Seamlessly integrate Qbeast with Databricks, Snowflake and more. Automate your data workflows and unlock faster, sharper insights so your team can focus on what matters.

Multicolumn Filtering

SELECT * FROM customers WHERE age > 20 and city = ‘Barcelona’
The usage of an index helps avoid reading the entire dataset, reducing the amount of data transfer involved and speeding up the query. Qbeast allows you to index your data on as many columns as you need and filter directly the files to answer the search.

Approximate Queries

SELECT avg(age) FROM customers WHERE city = ‘Barcelona’ TABLESAMPLE
(1 PERCENT)
Qbeast enables approximate queries, the ability to provide approximate answers to queries at a fraction of the cost of executing the query. With the Qbeast, you can access a statistically representative sample of the dataset and return the result of the query within a margin of error.

Continuous Optimization

QbeastTable.forPath(spark, tmpDir).optimize()
As your table grows, Qbeast optimization will dynamically adjust to the shape and density of your data.
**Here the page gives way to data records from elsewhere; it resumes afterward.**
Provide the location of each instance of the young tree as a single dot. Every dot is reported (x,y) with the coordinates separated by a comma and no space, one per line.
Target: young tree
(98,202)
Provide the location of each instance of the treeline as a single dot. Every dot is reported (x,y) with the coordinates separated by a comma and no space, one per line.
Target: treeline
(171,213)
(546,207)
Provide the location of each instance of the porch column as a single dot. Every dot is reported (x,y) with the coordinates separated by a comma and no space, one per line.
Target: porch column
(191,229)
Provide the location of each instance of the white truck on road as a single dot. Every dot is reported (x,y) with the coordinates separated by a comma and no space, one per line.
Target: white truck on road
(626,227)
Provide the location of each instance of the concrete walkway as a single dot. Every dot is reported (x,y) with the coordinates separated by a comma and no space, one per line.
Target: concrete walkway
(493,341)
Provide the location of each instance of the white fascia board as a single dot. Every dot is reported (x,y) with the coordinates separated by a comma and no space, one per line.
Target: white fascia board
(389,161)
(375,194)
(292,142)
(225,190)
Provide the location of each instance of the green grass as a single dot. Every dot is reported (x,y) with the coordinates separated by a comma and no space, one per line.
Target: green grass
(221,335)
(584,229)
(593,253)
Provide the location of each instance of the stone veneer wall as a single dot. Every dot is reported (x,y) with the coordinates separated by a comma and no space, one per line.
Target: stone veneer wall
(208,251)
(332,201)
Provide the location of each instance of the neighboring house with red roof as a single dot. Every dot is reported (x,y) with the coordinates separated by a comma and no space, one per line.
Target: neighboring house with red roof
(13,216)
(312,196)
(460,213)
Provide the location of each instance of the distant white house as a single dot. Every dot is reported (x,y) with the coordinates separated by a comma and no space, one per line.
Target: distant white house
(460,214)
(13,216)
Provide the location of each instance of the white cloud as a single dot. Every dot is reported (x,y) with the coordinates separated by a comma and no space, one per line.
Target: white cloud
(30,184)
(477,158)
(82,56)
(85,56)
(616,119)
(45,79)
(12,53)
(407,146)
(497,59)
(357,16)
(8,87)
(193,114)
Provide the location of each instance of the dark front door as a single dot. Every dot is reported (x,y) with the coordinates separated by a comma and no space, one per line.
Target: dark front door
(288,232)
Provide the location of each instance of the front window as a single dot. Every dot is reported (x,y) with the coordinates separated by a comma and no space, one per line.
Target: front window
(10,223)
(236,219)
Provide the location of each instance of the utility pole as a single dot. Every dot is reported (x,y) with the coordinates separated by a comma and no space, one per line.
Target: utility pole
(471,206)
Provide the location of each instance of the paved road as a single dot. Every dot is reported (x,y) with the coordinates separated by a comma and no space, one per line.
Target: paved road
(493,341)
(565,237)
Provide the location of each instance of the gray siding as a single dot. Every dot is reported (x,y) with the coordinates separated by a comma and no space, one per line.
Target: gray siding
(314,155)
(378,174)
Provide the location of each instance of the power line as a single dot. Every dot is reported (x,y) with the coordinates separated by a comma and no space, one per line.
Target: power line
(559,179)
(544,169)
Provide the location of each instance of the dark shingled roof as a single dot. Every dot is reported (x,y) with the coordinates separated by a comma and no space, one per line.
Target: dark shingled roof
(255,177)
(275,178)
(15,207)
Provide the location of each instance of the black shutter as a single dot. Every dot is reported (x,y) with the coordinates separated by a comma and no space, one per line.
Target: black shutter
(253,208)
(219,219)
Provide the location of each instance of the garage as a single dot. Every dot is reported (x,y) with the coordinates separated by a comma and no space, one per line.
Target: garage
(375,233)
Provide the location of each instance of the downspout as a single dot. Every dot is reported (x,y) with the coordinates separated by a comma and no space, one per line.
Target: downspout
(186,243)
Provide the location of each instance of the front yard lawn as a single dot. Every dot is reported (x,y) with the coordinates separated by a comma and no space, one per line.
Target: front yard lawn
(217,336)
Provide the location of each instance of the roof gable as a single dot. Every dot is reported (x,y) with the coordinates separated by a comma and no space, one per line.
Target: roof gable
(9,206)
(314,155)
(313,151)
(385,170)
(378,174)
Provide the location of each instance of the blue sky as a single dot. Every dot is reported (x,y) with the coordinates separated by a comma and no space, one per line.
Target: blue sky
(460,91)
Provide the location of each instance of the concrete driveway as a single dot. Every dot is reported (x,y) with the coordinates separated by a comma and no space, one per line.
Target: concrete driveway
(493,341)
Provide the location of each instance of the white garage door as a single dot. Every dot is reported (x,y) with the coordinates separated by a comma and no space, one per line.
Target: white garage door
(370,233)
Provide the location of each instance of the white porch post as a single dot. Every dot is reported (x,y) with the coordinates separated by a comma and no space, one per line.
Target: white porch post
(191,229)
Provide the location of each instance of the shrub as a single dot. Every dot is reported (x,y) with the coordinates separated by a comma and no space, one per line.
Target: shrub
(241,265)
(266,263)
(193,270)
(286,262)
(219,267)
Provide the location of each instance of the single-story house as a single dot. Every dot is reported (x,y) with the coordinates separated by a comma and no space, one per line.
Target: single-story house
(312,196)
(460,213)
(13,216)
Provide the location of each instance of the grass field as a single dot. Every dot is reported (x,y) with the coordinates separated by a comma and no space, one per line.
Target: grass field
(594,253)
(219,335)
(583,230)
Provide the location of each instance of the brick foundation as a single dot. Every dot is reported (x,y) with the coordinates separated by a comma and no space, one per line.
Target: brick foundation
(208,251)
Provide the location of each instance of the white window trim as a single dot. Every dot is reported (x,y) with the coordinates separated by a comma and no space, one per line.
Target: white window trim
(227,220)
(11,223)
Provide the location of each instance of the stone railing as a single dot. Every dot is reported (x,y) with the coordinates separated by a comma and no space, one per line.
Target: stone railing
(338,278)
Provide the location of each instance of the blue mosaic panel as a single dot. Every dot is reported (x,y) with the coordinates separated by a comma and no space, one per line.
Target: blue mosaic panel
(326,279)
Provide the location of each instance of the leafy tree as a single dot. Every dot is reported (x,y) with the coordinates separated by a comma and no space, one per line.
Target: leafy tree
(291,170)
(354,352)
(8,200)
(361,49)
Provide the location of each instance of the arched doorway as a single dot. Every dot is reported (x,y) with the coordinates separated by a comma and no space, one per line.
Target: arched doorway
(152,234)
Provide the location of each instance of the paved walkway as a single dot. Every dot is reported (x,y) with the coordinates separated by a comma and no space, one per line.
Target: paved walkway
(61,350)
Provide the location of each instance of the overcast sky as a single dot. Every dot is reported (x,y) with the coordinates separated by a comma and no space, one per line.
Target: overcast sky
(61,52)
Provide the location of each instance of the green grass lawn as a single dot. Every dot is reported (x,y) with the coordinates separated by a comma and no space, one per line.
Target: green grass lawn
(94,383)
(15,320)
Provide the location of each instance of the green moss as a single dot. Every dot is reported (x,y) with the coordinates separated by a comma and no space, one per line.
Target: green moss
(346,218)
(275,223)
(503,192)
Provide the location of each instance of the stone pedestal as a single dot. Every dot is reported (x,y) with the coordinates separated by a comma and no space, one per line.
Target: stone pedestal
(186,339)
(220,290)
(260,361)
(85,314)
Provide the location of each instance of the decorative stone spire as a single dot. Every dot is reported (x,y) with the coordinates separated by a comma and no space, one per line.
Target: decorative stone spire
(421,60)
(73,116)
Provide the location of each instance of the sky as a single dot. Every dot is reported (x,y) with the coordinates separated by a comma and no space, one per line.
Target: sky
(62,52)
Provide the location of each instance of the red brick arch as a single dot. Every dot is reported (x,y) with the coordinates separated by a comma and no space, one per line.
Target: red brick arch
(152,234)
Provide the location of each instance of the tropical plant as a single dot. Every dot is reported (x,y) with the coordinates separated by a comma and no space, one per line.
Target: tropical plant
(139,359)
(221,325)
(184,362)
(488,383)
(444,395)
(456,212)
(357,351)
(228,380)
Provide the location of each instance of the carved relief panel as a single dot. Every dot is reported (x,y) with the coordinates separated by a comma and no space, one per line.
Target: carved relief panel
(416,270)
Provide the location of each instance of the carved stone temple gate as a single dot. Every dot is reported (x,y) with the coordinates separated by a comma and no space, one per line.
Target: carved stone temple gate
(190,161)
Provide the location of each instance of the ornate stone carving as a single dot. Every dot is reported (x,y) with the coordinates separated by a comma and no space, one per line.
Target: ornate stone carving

Our unique index delivers balanced file sizes, with records grouped based on the dimensions interesting for your business and use-cases.

Reduce Shuffling for Joins & Aggregations

SELECT c.country,  COUNT(DISTINCT o.customer_id) AS total_customers, SUM(o.amount) AS total_revenue
FROM orders o
JOIN customers c
ON o.customer_id = c.customer_id 
WHERE o.order_date BETWEEN '2023-01-01' AND '2023-12-31'GROUP BY c.country;
Shuffling is often a dominant cost in analytics queries. Qbeast optimization can reduce or eliminate costly data shuffling for joins and aggregations by strategically scheduling data partition tasks to the same executors.